The four-wheel-drive model, which Ingolstadt insiders suggest will be sold in both the regular E-tron and coupé-like E-tron Sportback bodystyles from as early as 2020, has been conceived to provide added performance and dynamic attributes to the range in the same way as the SQ5 advances on the driving prowess of the Q5.
Changes include a lowered ride height, likely achieved through the adoption of altered software for the standard air suspension setup.
Also evident on the lightly camouflaged prototypes are new performance-focused wheels and tyres that aren't currently available on the E-tron. These are intended to lower the ride height and provide greater levels of grip.
Details relating to the driveline of the fettled E-tron 'S' remain under wraps. However, Audi engineering sources admit they've already tested various layouts beyond the two electric motors of the standard car. Included is the triple motor layout of the original E-tron quattro concept that was revealed at the 2015 Frankfurt motor show.

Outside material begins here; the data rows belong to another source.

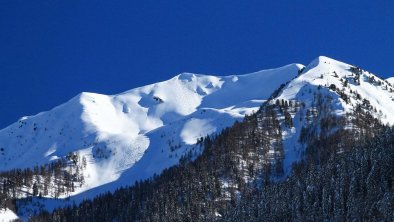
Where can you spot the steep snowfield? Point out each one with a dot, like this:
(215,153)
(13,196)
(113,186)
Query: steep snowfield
(138,133)
(321,74)
(132,135)
(7,215)
(391,80)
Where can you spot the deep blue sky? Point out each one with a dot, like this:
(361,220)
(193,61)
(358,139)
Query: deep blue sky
(52,50)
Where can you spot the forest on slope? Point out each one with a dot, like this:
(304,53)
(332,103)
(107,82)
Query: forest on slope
(346,173)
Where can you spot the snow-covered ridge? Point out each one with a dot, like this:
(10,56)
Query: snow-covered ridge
(132,135)
(347,85)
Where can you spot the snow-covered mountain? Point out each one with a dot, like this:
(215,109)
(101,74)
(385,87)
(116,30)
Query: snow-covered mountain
(346,85)
(139,132)
(390,80)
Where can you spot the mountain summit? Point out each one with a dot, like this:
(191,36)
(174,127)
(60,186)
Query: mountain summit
(116,140)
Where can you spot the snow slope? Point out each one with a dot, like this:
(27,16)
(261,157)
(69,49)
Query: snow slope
(391,80)
(318,77)
(7,215)
(139,132)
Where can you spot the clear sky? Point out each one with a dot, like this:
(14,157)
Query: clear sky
(52,50)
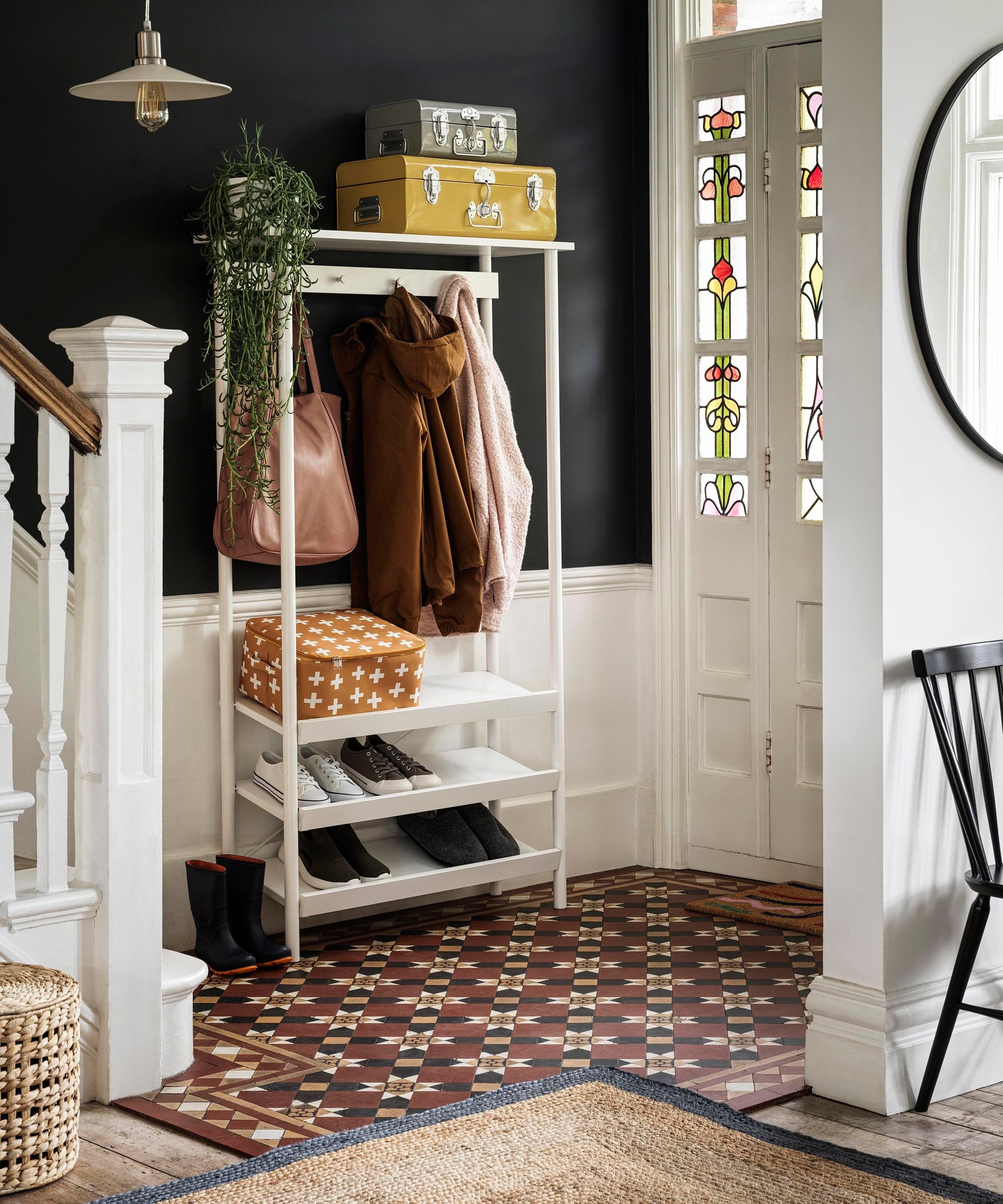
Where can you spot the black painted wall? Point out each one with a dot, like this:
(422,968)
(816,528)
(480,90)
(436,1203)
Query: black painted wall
(93,215)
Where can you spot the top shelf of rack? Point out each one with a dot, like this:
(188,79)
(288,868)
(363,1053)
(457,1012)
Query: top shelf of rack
(431,245)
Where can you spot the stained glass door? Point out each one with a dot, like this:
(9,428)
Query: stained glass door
(796,429)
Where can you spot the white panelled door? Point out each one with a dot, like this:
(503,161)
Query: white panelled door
(753,426)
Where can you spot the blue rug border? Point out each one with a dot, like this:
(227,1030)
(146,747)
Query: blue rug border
(930,1181)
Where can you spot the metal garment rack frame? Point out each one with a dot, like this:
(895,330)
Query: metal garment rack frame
(478,774)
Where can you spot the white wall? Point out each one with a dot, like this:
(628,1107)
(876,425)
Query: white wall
(610,733)
(608,725)
(912,560)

In standard guise, the E-tron produces a combined 355bhp and 415lb ft of torque or, in Boost mode for a maximum of eight seconds, 402bhp and 490lb ft.
This output could easily be increased through the introduction of a third electric motor. Such a move would also enable Audi to provide performance versions of the E-tron with individual drive to each of the rear wheels for better traction and more neutral handling qualities in combination with torque vectoring for the front wheels.
Audi is also aiming to significantly reduce the E-tron's 0-62mph time, likely well below the 5.0sec barrier.
One thing that's unlikely to be altered on the E-tron 'S', however, is the battery capacity; Audi has already stated that this will remain at 95kWh when it offers further variants of its first dedicated EV.